Why This Molecule Was Needed

Chronic myeloid leukaemia (CML) is caused by a specific chromosomal abnormality: the Philadelphia chromosome, a reciprocal translocation between chromosomes 9 and 22 that creates the BCR-ABL fusion gene. The resulting BCR-ABL protein is a constitutively active tyrosine kinase that drives uncontrolled proliferation of white blood cells. By the late 1990s, interferon-alpha plus cytarabine was the standard treatment, but it was toxic, poorly tolerated, and only delayed disease progression. The only cure was an allogeneic bone marrow transplant, available to fewer than 30% of patients and carrying significant mortality risk.

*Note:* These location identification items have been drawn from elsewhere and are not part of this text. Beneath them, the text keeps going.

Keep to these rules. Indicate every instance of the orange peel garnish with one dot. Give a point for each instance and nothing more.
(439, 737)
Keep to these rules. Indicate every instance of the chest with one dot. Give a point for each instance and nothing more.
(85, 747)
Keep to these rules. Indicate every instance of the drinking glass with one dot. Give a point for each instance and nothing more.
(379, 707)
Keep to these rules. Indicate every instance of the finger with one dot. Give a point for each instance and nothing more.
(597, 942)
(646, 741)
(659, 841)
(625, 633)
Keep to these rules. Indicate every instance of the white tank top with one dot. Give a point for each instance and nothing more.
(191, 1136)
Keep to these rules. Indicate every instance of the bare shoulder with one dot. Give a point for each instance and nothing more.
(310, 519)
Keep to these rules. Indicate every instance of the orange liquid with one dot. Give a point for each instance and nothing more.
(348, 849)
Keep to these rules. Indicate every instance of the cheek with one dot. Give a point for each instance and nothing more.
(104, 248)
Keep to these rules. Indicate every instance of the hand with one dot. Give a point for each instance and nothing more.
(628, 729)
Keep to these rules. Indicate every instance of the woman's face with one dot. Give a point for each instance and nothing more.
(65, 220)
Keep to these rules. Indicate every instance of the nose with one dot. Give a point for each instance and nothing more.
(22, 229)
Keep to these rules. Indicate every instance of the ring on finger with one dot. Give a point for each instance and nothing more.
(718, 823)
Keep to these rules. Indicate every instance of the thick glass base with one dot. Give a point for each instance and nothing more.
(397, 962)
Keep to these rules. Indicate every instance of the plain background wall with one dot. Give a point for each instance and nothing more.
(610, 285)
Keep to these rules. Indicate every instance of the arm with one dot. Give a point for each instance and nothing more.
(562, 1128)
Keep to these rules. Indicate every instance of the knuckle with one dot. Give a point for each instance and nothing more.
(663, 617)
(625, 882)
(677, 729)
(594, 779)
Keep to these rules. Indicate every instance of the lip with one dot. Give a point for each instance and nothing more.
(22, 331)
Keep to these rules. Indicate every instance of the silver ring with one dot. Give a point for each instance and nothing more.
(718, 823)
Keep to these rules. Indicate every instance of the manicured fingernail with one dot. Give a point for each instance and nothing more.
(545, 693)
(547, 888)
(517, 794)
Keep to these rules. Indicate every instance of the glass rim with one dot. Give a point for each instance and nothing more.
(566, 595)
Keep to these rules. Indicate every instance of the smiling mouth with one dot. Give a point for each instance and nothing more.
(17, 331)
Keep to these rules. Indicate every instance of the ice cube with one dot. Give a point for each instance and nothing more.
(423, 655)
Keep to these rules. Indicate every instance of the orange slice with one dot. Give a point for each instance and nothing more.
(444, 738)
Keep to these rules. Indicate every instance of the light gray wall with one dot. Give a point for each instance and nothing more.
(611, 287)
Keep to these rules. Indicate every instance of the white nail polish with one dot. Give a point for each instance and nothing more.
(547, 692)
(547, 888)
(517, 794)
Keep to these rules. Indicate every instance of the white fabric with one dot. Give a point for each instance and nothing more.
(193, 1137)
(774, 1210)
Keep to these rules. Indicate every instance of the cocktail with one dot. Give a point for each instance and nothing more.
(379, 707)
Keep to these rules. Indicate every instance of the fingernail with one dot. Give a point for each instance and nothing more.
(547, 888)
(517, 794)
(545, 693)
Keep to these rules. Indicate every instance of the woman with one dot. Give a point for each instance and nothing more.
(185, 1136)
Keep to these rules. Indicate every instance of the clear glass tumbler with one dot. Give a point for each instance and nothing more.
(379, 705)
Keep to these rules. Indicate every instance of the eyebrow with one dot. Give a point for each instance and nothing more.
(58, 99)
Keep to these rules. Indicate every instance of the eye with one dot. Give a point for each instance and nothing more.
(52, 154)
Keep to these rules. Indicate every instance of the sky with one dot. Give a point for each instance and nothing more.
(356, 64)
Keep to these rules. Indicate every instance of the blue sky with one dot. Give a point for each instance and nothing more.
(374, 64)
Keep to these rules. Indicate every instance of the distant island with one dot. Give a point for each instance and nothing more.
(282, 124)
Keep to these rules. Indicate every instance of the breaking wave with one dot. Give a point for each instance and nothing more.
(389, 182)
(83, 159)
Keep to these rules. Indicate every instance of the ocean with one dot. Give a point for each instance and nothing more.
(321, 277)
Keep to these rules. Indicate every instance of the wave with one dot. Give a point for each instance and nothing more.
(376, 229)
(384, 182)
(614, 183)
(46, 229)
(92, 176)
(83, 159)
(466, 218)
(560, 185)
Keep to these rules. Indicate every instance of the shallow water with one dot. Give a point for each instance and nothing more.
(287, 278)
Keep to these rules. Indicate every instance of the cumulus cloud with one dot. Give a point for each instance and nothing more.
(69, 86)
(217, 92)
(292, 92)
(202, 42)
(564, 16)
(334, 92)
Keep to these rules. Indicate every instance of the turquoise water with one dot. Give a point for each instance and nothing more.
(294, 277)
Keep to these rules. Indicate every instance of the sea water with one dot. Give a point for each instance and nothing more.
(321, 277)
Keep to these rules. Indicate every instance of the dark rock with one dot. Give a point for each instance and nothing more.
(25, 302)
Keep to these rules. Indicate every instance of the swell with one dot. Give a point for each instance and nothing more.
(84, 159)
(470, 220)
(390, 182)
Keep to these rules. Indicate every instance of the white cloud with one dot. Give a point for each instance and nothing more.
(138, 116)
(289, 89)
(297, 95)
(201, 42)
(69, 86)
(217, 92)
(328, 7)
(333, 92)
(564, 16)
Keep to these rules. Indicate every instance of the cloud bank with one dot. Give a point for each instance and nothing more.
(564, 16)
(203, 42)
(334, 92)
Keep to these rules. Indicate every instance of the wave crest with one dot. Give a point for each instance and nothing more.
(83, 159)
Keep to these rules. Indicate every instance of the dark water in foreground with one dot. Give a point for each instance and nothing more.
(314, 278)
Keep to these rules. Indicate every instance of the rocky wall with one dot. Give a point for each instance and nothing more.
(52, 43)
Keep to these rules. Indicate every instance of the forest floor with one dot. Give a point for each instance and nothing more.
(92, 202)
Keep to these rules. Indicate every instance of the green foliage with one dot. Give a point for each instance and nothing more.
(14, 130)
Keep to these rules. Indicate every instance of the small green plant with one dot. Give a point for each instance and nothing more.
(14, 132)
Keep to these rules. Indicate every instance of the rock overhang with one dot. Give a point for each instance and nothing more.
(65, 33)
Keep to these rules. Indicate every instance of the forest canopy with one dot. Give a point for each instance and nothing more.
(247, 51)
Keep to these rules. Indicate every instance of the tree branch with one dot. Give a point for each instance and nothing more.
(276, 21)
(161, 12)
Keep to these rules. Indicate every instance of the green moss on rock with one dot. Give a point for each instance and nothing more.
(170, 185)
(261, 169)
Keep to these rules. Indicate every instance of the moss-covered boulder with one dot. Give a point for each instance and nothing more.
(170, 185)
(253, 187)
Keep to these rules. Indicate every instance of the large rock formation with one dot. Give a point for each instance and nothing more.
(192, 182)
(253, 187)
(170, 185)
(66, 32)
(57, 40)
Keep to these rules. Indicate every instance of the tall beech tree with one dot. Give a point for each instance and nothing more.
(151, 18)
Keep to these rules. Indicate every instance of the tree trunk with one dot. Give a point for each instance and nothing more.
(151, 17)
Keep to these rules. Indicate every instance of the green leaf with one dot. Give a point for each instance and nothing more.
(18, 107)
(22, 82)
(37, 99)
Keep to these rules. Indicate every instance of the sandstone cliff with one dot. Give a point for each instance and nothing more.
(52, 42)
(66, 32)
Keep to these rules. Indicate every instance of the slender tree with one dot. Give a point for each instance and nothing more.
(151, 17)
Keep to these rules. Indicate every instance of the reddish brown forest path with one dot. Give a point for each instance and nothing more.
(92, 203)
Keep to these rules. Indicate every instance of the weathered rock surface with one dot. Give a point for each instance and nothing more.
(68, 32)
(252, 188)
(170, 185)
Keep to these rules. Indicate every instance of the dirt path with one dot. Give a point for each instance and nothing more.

Brian Druker at Oregon Health & Science University championed the idea that a small molecule specifically blocking BCR-ABL kinase activity could selectively kill CML cells while sparing normal cells. The concept was considered radical at the time: most oncologists believed kinase inhibitors would be too toxic because kinases are involved in so many normal cellular processes. Druker collaborated with Nicholas Lydon at what was then Ciba-Geigy (later Novartis) to identify a selective inhibitor from their kinase library.

The Discovery

How It Happened

1960

The Philadelphia chromosome discovered

Peter Nowell and David Hungerford identify an abnormally small chromosome 22 in CML patients, the first chromosomal abnormality linked to a specific cancer.

1993

CGP 57148B identified at Ciba-Geigy

Medicinal chemist Jurg Zimmermann synthesises a 2-phenylaminopyrimidine compound (later named imatinib) that inhibits BCR-ABL with an IC50 of ~25 nM.

1996

Druker proves the concept in cell lines

Brian Druker demonstrates that CGP 57148B selectively kills BCR-ABL-positive cell lines while sparing normal haematopoietic cells, providing the crucial preclinical validation.

1998

Phase I trial: extraordinary responses

The first-in-human Phase I trial shows complete haematological responses in 53 of 54 chronic-phase CML patients at doses above 300 mg/day, with minimal serious side effects.

2001

Record-time FDA approval

The FDA approves imatinib for CML in just 2.5 months from submission, the fastest oncology approval at that time. The IRIS trial will later show 95% major cytogenetic response rates.

The Molecule

Up Close

Tap any region or group card to explore key structural features.

The Takeaway

Targeting the inactive kinase conformation for selectivity

Imatinib proved that rational targeting of a single oncogenic driver could transform an aggressive cancer into a chronic, manageable disease. Its key molecular trick was binding the inactive DFG-out conformation of ABL kinase, a conformational state that differs more between kinases than the active state does. This selectivity strategy has since guided the design of dozens of kinase inhibitors across oncology.